We have got to begin to cultivate in this community men and women who are truly rooted in this religion and who can represent it to us and to others in a way that’s pleasing to God and his Prophet and doesn’t break the psyche. You will then see then that traditional scholars are those who won’t give you a guilt complex or make moral judgments against you. Islam is a religion of outward rules that are not arbitrary or rigid, and inward spiritual and moral guidelines. This Islam of rigid arbitrary rules is destroying us; hollow rules with no understanding or wisdom, no theology, no love of the Prophet, peace be upon him.

We are currently suffering from a blight of religious extremism. The Prophet, peace be upon him, warned us against extremism and taught us that it has nothing to do with Islam. Religious extremism belongs to the “Party of Satan” (hizb al-Shaytan). Satan is himself an extremist and the greatest fanatic of history. The Sufis say that when you do an act of disobedience it requires one tawba, one act of forgiveness. When you do an act of obedience, it requires a thousand acts of forgiveness so that you do not become arrogant and proud and you do not look at yourself as better than others. Arrogance is the greatest sin of all, greater even than disobedience.

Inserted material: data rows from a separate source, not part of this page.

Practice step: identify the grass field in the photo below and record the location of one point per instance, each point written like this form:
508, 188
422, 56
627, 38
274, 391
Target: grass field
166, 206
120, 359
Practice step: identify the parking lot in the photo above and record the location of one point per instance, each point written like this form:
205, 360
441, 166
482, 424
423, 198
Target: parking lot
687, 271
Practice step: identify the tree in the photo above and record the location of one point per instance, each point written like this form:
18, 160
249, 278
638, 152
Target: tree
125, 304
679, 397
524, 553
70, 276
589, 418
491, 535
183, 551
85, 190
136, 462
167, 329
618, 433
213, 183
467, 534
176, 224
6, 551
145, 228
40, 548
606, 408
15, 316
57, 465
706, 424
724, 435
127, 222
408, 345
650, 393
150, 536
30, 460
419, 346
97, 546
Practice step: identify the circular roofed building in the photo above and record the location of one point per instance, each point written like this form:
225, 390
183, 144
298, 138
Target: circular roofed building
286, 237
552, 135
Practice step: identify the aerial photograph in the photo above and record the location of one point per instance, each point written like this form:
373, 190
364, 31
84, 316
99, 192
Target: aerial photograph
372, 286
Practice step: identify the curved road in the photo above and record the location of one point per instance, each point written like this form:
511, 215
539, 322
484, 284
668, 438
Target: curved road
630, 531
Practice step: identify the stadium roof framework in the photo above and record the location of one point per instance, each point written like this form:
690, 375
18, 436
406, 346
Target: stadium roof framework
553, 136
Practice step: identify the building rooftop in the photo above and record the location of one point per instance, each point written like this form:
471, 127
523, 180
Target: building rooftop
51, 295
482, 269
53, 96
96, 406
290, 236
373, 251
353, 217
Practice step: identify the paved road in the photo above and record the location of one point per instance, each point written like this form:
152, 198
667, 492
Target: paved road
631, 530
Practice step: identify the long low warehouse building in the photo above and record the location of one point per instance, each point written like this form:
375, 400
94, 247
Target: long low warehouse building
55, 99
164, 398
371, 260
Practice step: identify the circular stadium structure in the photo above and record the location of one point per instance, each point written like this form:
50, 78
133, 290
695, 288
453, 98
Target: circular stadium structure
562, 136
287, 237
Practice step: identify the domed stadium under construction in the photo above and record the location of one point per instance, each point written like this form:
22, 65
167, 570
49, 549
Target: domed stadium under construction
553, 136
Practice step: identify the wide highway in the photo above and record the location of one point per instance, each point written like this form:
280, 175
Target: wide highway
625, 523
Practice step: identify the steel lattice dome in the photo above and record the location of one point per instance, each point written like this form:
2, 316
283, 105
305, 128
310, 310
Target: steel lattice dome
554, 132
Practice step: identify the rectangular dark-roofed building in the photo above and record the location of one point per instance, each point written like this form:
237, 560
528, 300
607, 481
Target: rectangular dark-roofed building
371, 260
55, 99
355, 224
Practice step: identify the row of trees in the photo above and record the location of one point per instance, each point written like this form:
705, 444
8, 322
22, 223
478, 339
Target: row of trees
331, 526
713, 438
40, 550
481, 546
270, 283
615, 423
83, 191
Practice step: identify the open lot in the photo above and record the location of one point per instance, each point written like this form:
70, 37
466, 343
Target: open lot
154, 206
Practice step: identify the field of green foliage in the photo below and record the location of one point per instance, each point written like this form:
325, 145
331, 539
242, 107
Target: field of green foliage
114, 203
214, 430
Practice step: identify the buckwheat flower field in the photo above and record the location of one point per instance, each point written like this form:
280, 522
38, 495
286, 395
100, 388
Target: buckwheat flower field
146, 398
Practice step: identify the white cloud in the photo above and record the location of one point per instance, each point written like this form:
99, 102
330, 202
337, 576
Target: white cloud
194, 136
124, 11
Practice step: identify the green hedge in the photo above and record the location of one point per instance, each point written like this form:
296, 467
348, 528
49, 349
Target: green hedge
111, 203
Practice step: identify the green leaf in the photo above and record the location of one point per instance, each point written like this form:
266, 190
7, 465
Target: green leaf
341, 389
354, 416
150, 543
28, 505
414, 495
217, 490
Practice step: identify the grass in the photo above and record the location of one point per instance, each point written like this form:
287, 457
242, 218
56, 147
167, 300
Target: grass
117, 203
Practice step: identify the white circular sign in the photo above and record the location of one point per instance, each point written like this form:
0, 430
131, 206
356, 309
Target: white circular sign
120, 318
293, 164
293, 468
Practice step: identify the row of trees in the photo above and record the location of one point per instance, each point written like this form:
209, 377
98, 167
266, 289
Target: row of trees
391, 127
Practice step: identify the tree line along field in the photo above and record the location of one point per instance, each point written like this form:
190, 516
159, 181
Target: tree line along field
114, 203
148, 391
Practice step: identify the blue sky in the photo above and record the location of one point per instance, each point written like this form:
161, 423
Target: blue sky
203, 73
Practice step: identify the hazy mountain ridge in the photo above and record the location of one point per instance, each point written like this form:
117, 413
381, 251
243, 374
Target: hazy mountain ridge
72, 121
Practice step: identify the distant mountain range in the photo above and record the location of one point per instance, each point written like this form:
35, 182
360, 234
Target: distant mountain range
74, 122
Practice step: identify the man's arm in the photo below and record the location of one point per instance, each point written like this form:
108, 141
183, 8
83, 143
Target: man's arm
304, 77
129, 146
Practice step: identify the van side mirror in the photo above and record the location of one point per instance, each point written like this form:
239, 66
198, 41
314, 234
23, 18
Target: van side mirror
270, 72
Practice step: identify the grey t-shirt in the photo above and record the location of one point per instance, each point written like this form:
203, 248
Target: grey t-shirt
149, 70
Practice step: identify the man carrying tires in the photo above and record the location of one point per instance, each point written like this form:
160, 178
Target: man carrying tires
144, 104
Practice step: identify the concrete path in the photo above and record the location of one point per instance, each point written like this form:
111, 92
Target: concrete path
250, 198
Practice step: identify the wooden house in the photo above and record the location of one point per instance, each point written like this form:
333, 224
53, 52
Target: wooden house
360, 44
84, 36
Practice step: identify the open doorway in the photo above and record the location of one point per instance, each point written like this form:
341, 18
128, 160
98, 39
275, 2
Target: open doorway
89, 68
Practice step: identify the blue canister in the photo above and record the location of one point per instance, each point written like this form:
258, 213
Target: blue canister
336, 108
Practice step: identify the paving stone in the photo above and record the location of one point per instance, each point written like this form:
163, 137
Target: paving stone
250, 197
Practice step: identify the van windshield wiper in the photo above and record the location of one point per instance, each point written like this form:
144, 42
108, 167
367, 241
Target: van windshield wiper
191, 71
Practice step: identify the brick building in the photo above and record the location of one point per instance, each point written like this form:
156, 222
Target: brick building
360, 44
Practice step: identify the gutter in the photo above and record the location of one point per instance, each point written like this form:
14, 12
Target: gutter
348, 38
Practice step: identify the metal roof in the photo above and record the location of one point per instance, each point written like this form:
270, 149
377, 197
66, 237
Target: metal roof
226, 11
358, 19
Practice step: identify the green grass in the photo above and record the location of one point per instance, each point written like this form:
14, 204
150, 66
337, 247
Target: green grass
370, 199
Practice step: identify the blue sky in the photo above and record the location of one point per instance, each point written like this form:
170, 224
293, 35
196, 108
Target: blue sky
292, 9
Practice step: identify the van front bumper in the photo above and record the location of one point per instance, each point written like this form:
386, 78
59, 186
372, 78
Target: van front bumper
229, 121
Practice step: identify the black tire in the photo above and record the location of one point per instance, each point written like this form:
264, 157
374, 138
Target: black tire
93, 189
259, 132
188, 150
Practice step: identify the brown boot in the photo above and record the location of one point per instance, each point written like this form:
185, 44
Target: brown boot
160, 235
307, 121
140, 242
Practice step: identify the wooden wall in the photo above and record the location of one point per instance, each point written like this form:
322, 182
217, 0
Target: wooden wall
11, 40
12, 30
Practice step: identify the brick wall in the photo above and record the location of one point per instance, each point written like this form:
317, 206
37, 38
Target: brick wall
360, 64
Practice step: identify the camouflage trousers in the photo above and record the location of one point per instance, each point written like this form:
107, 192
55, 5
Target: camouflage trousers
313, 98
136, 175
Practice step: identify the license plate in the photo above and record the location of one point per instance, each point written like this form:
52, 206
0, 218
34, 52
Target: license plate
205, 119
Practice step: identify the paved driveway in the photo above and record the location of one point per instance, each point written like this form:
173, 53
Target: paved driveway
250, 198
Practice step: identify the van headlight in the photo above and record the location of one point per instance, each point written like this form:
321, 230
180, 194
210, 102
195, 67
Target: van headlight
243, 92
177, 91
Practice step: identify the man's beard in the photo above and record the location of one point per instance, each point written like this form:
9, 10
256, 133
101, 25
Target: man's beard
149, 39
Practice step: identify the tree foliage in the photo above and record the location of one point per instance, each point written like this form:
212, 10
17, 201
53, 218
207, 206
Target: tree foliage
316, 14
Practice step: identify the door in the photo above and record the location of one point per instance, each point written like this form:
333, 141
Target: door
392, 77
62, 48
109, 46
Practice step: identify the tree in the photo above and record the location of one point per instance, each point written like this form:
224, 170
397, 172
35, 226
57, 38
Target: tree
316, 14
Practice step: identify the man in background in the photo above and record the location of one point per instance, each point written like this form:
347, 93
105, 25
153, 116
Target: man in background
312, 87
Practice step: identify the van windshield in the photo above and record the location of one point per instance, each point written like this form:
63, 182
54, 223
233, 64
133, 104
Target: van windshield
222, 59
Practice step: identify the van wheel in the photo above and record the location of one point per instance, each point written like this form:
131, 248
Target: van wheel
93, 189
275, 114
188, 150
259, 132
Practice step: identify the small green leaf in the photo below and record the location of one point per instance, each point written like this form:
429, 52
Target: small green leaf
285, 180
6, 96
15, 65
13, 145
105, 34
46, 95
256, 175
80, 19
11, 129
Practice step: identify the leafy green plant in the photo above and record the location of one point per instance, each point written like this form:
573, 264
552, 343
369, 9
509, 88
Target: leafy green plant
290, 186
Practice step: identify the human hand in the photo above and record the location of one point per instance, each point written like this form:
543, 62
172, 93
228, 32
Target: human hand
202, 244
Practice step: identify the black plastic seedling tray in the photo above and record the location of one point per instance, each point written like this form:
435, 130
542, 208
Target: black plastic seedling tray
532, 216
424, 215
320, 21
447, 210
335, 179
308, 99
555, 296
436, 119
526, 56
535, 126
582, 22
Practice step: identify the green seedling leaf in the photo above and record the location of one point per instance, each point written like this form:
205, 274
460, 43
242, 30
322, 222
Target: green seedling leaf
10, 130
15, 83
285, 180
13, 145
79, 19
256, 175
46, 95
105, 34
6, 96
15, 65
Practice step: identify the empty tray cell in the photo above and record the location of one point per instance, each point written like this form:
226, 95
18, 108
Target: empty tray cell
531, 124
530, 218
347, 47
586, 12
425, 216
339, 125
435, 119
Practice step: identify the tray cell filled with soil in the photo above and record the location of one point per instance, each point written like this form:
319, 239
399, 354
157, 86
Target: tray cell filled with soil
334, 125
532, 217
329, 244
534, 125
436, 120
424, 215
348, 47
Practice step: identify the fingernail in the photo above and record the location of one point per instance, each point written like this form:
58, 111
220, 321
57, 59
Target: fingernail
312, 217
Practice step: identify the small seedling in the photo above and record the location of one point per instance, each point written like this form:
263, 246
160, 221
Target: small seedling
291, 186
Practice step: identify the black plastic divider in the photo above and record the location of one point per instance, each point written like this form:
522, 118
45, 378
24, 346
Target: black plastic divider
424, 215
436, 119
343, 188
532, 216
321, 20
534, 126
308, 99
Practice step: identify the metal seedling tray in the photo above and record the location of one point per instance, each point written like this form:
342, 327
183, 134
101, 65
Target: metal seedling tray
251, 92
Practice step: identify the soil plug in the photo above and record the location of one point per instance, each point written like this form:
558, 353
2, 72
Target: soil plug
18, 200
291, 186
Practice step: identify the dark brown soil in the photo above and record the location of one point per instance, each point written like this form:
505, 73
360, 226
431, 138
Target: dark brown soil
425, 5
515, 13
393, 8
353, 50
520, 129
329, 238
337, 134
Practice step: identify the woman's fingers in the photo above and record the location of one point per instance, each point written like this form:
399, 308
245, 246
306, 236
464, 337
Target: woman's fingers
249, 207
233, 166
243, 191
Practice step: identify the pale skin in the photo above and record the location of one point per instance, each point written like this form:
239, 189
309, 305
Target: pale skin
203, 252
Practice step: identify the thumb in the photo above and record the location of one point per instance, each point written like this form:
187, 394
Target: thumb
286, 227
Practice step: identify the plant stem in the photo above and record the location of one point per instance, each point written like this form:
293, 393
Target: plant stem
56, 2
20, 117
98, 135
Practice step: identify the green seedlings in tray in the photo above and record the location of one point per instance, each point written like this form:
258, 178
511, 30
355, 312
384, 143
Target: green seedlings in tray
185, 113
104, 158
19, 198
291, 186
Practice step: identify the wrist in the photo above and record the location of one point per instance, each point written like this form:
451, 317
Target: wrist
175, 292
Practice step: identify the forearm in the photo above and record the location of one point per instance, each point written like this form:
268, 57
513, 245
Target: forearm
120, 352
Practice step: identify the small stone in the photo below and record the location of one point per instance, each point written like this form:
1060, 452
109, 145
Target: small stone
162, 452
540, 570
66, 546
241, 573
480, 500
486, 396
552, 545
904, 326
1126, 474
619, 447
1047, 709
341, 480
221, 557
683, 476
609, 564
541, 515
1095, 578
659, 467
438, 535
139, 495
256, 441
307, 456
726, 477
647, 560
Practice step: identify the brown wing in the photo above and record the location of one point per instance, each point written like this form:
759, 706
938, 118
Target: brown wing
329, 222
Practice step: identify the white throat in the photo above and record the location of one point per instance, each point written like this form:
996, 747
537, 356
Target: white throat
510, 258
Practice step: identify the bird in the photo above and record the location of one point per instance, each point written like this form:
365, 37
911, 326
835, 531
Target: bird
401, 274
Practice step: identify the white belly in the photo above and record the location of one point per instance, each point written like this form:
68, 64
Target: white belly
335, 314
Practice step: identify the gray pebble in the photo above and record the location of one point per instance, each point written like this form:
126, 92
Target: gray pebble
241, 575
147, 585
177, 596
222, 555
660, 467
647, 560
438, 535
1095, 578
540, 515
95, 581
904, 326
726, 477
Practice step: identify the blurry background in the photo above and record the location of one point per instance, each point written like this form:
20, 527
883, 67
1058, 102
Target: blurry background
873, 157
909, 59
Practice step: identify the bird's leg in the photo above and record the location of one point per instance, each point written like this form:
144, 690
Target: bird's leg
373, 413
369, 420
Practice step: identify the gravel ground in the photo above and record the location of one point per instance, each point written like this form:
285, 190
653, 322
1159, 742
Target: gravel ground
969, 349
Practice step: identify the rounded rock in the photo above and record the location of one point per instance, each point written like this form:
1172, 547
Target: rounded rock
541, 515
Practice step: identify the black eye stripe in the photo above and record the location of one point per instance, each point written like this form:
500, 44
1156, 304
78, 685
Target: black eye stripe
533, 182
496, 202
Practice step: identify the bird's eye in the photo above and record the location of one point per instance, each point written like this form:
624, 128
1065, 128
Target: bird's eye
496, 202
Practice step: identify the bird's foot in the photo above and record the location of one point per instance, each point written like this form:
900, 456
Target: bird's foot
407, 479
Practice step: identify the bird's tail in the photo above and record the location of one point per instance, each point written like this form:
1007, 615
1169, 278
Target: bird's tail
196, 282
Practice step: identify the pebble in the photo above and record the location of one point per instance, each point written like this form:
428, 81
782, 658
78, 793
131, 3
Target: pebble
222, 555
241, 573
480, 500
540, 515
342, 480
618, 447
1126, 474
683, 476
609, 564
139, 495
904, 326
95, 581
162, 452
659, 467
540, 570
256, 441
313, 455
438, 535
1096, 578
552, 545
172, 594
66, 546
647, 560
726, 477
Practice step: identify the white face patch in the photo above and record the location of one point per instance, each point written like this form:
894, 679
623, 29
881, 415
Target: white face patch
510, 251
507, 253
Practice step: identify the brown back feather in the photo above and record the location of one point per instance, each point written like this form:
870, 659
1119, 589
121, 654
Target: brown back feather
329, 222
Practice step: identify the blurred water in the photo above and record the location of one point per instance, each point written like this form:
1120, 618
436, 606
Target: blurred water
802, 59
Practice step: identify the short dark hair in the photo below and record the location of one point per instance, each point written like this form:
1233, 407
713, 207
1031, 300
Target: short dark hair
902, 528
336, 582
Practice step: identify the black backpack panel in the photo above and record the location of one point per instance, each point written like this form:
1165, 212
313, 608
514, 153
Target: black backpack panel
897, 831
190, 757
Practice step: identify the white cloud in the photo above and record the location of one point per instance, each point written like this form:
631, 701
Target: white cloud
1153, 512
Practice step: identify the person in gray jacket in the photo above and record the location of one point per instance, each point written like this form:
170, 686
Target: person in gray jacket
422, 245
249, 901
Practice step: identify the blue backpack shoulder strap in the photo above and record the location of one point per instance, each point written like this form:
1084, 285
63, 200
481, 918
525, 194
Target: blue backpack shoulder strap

Arrogance is the mark of the Khawarij, the outsiders, the rebels who destroy Islam in the name of Islam and who, according to our Prophet, peace be upon him, are the worst of all God’s creation. The numerous hadith about the Khawarij are among the most authentic and the most multiply-transmitted (mutawaatir) of Islam. Imam Muslim’s “Sahih” has an extensive treatment of them towards the end of his Chapter on Zakah. The Prophet, peace be upon him, warned us: “There will come out of this religious community [of Islam] a people who will make you despise your prayer when compared to their prayer." He adds that we “will despise our fasting compared to their fasting.” He also says, peace be upon him: “They recite the Qur’an [continuously] but it does not go deeper than their shoulder blades.” That is, it does not enter their hearts and fill them with light, mercy, and understanding. “They will shoot out of [this religion of] Islam like an arrow shoots out of the bow.” Their fanaticism has no spiritual foundation or religious depth. Because Islam is a religion of mercy and moderation, it ultimately rejects them and they ultimately reject it, and Islam returns to its normative beauty.

We’ve got to create a community in which it’s possible to breath. We must begin to set its own distinctive cognitive frames on the foundational principles of the Qur’an and Sunna and in a manner consistent with the four great Imams and the rich traditions of normative Islamic civilization. And then our Islam becomes human, beautiful, rational; it becomes common sense and most of the problems that we have they disappear.

*In light of questions asked about his initial answers to Part IV of the interview, Dr. Umar has clarified his responses and added citations to the hadith he quoted.